Chez Basic Fit, plus personne ne se douche. Les mecs y poussent plus de fonte que les aciéries du Nord en ont produit au siècle dernier ; ils y suent davantage que la Mer-de-Glace sous le soleil estival, mais aucun ne passe sous l'eau pour se laver avant de quitter la salle de gym. Au mieux, ils se tartinent les aisselles de déodorant à la fin de leur entraînement ; au pire, assis sur un banc du vestiaire, les écouteurs vissés aux oreilles et le portable branché sur YouTube, ils attendent cinq minutes que leur température corporelle retombe, que leur sudation se calme, pour se mettre au diapason de la sécheresse de leur imaginaire et de leur sociabilité.

Bref ! Chez Basic Fit, c'est bien simple : on sue, on pue mais il n'y a que les vieux qui discutent avec tout le monde, et que les vieux qui se douchent.

Au grand désespoir de Kévin.

Aussi, quand il entre dans le vestiaire et reconnaît le bruit si particulier du robinet des douches, est-il saisi. Qui peut être le bellâtre en train de se laver… car dans son fantasme, il ne peut s'agir que d'un bellâtre ? Il n'y avait pas foule à l'entraînement, tout au plus une dizaine de gars assez beaux gosses qu'il serait curieux de voir sous la douche. Il décide d'en avoir le cœur net et se déshabille en urgence. Mais alors qu'il s'étrangle avec le col de son T-Shirt, l'eau s'arrête…

Un silence puis montent le bruit disgracieux d'un flacon en plastique crachant du gel-douche et une odeur Mennen-fraîcheur intense. Ouf ! Monsieur Propre n'a pas fini ses ablutions. Le robinet grince à nouveau et l'eau tombe en paquets de mousse, signe qu'Apollon continue d'astiquer sa divine nudité dans une Olympe de vapeur vers laquelle Kévin se hâte…

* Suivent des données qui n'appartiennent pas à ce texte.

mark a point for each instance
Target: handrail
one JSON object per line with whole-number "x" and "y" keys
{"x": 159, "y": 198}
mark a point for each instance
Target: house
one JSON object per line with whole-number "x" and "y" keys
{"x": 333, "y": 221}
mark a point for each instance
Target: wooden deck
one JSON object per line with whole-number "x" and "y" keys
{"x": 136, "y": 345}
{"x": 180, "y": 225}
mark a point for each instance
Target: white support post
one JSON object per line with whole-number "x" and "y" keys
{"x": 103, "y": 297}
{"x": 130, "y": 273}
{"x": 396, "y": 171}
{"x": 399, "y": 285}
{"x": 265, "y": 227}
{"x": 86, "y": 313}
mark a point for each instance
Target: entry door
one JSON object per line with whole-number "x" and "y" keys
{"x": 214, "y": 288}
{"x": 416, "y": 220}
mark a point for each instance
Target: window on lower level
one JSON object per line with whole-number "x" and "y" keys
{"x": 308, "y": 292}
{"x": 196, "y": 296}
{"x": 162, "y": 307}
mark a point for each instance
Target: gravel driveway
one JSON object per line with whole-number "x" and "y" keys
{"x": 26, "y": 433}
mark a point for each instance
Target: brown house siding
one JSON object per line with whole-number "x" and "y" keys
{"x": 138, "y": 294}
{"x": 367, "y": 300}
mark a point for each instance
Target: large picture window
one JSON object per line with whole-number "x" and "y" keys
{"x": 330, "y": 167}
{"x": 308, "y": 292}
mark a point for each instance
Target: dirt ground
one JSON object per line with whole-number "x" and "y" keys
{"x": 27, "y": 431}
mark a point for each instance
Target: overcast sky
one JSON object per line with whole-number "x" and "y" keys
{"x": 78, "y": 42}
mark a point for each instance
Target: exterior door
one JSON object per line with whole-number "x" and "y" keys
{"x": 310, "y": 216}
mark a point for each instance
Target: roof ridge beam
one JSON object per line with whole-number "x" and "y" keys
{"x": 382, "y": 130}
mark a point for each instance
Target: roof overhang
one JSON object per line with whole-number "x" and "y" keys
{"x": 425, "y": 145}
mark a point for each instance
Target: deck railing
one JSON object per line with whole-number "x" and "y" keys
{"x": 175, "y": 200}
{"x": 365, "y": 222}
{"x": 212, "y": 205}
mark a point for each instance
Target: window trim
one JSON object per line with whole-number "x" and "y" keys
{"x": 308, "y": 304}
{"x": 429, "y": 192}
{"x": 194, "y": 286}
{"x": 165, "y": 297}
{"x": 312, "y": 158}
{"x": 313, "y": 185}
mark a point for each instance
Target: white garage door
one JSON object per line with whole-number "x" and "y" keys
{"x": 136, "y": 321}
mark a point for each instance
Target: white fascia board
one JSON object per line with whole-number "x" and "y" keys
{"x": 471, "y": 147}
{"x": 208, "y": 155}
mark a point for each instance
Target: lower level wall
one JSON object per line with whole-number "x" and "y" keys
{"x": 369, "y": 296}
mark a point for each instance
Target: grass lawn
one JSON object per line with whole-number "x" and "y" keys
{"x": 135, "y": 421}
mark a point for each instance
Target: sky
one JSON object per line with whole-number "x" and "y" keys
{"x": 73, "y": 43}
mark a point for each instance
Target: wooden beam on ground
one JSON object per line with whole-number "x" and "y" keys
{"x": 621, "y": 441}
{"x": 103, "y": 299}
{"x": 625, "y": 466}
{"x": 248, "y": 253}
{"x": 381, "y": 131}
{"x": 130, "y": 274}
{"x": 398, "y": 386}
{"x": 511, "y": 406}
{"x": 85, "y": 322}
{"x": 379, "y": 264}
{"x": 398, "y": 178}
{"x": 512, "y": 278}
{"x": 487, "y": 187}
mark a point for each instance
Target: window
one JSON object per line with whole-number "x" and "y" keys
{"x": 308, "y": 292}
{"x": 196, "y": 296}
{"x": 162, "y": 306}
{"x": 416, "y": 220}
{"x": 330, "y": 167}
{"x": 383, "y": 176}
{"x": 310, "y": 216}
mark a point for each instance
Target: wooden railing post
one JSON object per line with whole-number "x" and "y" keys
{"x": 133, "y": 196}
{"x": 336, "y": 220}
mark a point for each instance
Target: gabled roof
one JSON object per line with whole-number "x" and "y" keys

Hélas ! Trois fois hélas ! Trop pressé de manquer le spectacle, Kévin oublie que le sol est une patinoire et que ses tongs ont des semelles lisses. Dans son élan, il glisse et fait son entrée sous les douches telle une boule de bowling lancée avec violence dans les pieds d'Apollon. Celui-ci se perche sur une jambe masquant sa nudité derrière un éventail de doigts pudiques et pousse un cri à la virilité toute relative. Le choc est si rude que Kévin est sonné, mais avant de s'évanouir, une dernière pensée lui traverse l'esprit :

« J'espère qu'Apollon n'urine pas sous la douche ! »…


Durant un moment dont il ne connaîtra jamais la durée, Kévin demeure inerte sur le carrelage. Autour de lui l'affolement gagne et un attroupement se forme.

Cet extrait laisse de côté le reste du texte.